Pakai Masker di Kerumunan Jadi Standar
Lebih lanjut Dicky mengungkapkan bahwa penggunaan masker, menjaga diri dari kerumunan pun seharusnya sudah menjadi standar baru yang diterapkan.
"Di perjalanan meminimalisir sakit dan tertular dengan memakai masker. Dengan juga berusaha sedapat mungkin tidak di dalam kondisi kerumunan, keramaian. Itu hal yang standar. Harus menjadi standar baru, kenormalan baru yang harus kita miliki," ujarnya.
Dicky menambahkan, penerapan standar baru itu juga berlaku saat Ramadhan jikalau ada kegiatan, seperti festival atau bazar. Serta, jangan lupa untuk sebaiknya hindari berdekatan dengan orang yang batuk atau pilek di sekitar Anda.
"Silahkan diadakan seperti itu. Tentunya ini sebaiknya di luar ruangan, karena bagaimanapun kita ini masih memiliki isu masalah kualitas udara di dalam ruangan yang masih relatif buruk," kata Dicky.
"Sehingga kalau di luar ruangan, sirkulasi, ventilasi udara jadi lebih baik, dan silahkan (dilaksanakan kegiatannya). Tentunya sekali lagi, ketika misalnya ada keramaian, ada orang batuk pilek, jangan dekati. Jauhi, menghindar," tambahnya.
Advertisement
Tips Jika Punya Niatan untuk Mudik Tahun Ini
Dalam kesempatan yang sama, Dicky turut memberi pesan pada masyarakat yang memang ingin melakukan mudik. Menurutnya, mudik sebaiknya dilakukan lebih awal untuk menghindari kontak dengan terlalu banyak orang.

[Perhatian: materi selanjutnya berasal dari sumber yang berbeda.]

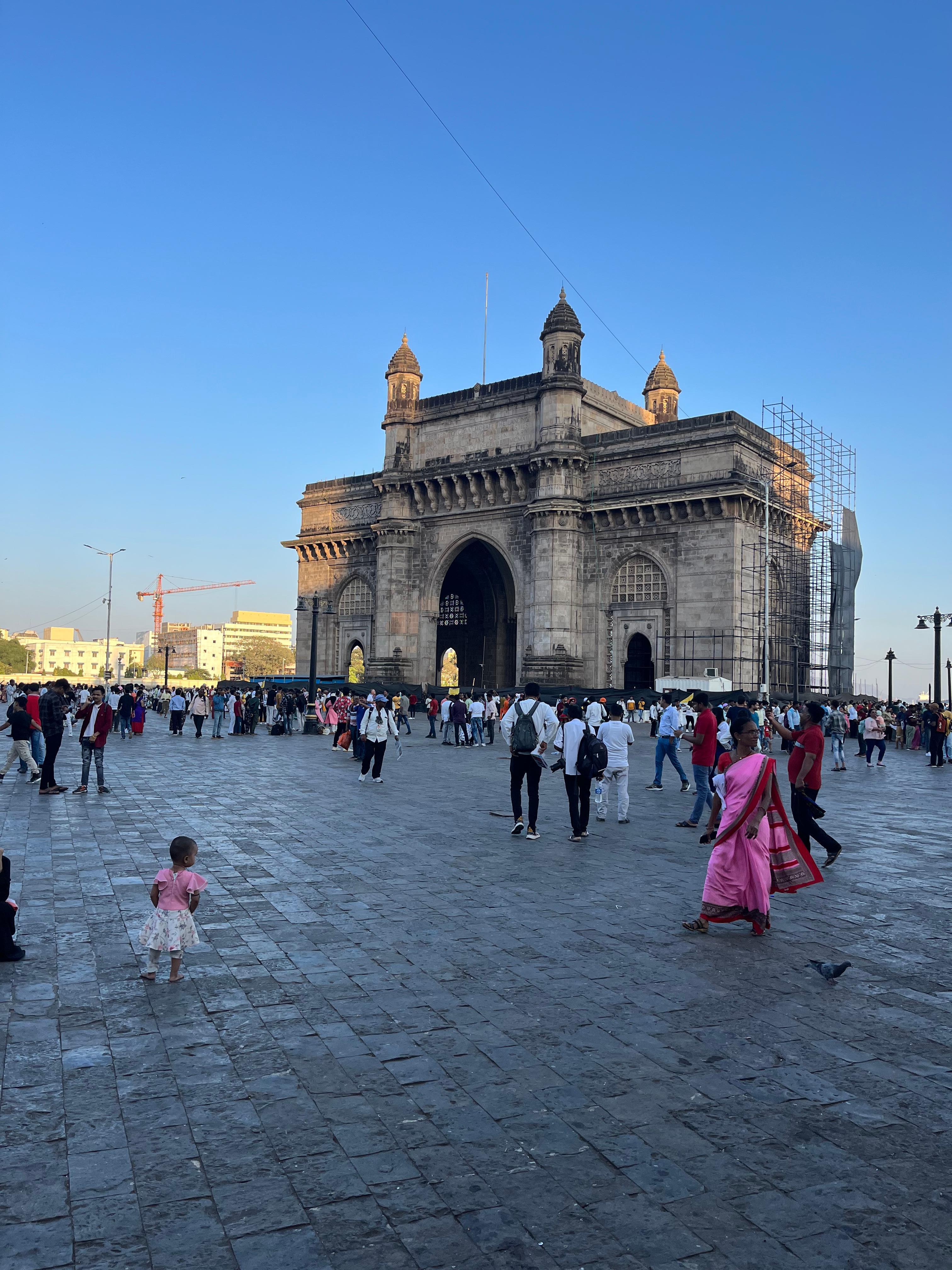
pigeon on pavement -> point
(830, 971)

"Potensi saat ini pemudik jauh lebih besar, tentu iya. Lebih banyak. Saran saya kalau bisa mudiknya lebih awal, karena kenapa? Menghindari kerumunan dan keramaian. Pergerakan manusia sebesar ini dalam kesehatan ada potensi penyakit," ujar Dicky.

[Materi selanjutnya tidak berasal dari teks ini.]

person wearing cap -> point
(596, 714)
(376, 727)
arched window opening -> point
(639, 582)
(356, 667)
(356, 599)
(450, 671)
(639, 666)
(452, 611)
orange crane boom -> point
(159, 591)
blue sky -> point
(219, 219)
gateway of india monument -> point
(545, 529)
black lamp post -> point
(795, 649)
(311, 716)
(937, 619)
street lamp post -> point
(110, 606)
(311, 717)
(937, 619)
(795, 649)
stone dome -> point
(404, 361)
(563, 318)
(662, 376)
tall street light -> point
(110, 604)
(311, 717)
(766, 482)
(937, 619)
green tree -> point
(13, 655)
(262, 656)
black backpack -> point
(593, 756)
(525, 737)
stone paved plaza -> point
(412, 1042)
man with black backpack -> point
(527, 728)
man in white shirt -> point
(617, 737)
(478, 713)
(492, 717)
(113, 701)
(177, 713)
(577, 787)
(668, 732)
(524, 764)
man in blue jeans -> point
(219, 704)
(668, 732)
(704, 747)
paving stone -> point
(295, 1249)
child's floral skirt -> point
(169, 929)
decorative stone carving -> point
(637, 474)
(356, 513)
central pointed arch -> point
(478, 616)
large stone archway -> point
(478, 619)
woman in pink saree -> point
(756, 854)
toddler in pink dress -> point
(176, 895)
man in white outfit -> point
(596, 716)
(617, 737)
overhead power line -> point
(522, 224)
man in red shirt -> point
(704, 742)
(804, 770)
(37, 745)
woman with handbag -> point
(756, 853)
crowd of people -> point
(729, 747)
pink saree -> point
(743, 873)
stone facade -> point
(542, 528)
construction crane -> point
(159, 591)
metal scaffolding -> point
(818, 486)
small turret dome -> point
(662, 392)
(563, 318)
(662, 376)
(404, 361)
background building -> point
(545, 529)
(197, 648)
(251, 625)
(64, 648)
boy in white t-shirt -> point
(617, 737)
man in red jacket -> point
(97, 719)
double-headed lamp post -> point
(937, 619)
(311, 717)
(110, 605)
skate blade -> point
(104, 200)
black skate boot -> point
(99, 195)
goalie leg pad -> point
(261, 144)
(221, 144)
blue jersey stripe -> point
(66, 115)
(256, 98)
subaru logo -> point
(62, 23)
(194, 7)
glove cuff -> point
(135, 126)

"Kita di masa pandemi lebih terbuka, lebih memahami bahwa setiap pergerakan atau mobilisasi besar manusia, itu potensi terjadinya sebaran penyakit (ada)," tambahnya.
Sehingga Dicky mengungkapkan bahwa jangan sampai masyarakat menganggap COVID-19 sudah tidak ada, kemudian melepas kebiasaan baik yang sudah diterapkan sebelumnya.
"Jangan dianggap COVID-19 enggak ada kemudian kita melepas kebiasaan protokol. Itu yang harus dihindari dan dipahami bahwa ini adalah kenormalan baru," kata Dicky.
Pahami Risiko Masing-Masing Jika Hendak Berkegiatan
Di samping situasi dan kondisi yang sudah relatif aman, penting untuk tetap tahu diri dan memahami risiko masing-masing jika hendak berkegiatan. Pasalnya, bulan Ramadhan kali ini, pandemi COVID-19 belum sepenuhnya berakhir.
Dicky mengungkapkan bahwa sebelum berkegiatan, setiap orang sebaiknya memiliki literasi untuk menilai risikonya masing-masing.
"Kalau bicara perilaku atau kegiatan buka bersama, tentunya tiap masyarakat harus punya kemampuan atau literasi untuk menilai risiko masing-masing," ujar Dicky.
"(Misalnya) 'Oh, saya sudah berapa kali terinfeksi. Saya punya komorbid. Saya usia berapa. Saya akan makan di mana', dan lain sebagainya. Ini yang penting dilakukan," tambahnya.